Het risico van een negatief financieel effect op de grondprijzen als gevolg van het verplichte gasloos bouwen komt te vervallen. Het wordt niet langer nodig geacht om rekening te houden met een negatief effect. Bij het invoeren van het verplicht gasloos bouwen hebben we dit risico opgenomen omdat we geen zicht hadden of dit een negatief effect op onze grondprijzen zou hebben.
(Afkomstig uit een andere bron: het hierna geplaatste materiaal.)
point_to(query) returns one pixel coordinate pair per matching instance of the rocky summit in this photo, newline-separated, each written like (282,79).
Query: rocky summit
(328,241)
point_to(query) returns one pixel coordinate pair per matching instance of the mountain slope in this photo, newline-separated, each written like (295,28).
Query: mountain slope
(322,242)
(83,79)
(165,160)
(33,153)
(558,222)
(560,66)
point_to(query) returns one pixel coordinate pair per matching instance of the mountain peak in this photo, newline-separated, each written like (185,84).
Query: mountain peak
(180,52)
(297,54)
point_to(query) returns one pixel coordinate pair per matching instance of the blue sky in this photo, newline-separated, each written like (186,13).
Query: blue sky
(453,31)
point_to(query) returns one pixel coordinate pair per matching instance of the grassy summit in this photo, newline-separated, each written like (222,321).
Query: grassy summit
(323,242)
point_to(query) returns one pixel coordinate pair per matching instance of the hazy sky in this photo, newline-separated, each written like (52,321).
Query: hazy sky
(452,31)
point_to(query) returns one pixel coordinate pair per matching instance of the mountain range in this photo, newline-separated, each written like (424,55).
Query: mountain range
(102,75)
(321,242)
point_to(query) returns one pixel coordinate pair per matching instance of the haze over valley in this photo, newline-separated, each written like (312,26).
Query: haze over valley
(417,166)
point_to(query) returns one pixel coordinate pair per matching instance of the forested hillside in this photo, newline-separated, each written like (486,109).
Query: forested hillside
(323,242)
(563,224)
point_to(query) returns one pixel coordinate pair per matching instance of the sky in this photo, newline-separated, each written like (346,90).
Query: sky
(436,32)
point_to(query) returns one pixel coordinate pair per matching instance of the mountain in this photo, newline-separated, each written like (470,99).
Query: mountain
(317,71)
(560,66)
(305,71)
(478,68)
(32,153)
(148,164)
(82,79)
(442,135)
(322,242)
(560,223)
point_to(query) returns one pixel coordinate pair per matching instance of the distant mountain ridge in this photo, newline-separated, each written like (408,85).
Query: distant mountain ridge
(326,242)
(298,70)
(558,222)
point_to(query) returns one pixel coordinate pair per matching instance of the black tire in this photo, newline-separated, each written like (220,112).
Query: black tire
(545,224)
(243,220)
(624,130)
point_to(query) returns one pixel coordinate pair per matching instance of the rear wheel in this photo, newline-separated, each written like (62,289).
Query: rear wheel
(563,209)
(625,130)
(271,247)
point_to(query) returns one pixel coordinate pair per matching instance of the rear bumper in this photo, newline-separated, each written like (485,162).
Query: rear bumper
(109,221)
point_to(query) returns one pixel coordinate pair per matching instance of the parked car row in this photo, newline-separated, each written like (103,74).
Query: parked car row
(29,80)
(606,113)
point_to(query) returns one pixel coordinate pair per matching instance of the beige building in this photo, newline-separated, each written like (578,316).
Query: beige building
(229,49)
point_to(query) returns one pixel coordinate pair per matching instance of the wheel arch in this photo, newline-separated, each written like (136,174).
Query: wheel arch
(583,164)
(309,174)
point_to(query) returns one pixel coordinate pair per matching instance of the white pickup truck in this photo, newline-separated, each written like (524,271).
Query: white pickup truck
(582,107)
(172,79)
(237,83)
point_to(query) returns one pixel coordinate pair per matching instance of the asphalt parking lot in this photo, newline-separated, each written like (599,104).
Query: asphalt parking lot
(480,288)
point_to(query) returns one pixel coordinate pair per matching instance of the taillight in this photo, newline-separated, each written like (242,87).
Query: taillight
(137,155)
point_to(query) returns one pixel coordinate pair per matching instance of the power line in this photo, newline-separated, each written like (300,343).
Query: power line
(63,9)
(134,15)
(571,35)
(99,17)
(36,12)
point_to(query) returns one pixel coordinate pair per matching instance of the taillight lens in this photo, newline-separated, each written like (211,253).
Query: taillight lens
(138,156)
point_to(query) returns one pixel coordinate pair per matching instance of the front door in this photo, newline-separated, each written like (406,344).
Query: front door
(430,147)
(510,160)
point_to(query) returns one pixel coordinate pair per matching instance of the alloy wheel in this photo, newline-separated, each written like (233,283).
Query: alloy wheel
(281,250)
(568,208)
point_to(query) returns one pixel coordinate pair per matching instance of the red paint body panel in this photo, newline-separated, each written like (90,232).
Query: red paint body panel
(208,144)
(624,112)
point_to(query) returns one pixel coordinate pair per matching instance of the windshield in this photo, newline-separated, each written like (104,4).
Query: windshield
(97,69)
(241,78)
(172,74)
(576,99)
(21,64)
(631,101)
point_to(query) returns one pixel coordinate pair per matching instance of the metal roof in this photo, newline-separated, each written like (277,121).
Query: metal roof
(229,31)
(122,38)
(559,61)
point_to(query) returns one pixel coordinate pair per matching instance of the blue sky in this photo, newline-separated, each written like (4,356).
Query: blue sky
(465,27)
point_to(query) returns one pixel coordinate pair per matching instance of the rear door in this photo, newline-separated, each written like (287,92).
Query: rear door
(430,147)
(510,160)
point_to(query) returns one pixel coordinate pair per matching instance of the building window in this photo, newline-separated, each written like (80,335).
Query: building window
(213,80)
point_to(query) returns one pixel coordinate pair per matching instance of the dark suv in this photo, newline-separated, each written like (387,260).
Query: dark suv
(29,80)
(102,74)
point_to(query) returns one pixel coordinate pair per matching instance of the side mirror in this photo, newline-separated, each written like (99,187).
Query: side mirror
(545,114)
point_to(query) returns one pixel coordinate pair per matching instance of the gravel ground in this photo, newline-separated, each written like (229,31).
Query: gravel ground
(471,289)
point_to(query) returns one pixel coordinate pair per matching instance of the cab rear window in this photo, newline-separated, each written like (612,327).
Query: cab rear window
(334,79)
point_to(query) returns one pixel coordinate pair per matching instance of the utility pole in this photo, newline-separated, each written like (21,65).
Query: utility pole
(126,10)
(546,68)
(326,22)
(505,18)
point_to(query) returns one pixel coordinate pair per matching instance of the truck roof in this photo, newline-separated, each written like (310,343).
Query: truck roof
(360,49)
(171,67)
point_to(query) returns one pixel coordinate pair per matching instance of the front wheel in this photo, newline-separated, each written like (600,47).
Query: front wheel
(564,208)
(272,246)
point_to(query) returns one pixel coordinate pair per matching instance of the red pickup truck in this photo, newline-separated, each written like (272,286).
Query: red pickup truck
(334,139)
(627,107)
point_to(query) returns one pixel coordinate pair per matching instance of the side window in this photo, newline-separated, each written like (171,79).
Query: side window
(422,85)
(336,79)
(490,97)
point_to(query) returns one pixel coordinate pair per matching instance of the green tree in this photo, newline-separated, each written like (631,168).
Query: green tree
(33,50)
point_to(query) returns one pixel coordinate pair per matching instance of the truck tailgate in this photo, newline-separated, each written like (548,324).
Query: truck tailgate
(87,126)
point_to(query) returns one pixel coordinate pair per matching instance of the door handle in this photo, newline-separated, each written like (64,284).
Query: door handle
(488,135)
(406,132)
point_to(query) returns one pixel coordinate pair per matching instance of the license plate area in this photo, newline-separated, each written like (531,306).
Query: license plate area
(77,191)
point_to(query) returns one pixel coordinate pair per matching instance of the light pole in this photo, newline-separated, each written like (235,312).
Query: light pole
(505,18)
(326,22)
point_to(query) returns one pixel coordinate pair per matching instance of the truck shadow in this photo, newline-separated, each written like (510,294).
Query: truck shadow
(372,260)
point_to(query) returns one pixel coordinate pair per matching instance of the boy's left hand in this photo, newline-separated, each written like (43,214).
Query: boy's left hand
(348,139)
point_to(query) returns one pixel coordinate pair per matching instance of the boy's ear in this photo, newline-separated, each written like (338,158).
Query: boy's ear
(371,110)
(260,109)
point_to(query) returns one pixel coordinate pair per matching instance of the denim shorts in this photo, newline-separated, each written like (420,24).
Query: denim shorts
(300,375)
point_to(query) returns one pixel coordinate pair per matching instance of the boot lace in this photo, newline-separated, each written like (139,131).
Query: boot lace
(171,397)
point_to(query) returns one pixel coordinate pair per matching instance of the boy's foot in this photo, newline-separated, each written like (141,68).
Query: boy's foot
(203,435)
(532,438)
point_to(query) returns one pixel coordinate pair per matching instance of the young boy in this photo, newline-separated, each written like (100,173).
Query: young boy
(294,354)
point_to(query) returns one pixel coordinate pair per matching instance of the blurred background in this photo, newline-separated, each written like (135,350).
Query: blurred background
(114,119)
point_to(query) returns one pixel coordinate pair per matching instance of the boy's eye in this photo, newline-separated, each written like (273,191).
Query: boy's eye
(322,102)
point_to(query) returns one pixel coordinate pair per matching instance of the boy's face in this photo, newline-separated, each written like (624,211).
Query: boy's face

We zien nu dat we nog steeds de grondprijzen realiseren (komt ook door de grondprijsstijging op zichzelf) en de eerste transitietijd van het omschakelen naar gasloos is ook voorbij. Wij zien daarom niet langer een risico dat we de verwachte grondprijzen in de grondexploitatie niet halen.
Risicoreserve mogelijk te betalen vennootschapsbelasting
Het bedrag te betalen vennootschapsbelasting is met € 4,9 miljoen afgenomen doordat het omgezet is naar het harde vermogen.
Markt- en macro economische risico’s
In de grondexploitaties is de afzet van gronden opgenomen op basis van reële, maar mogelijk ambitieuze verwachtingen. Als financiële achtervang wordt in het weerstandsvermogen daarom rekening gehouden met een voorzichtige fasering waarin een tegenvallend scenario voor de langjarige grondverkopen is opgenomen. Dit leidt tot een buffer in het zachte weerstandsvermogen van € 30,5 miljoen.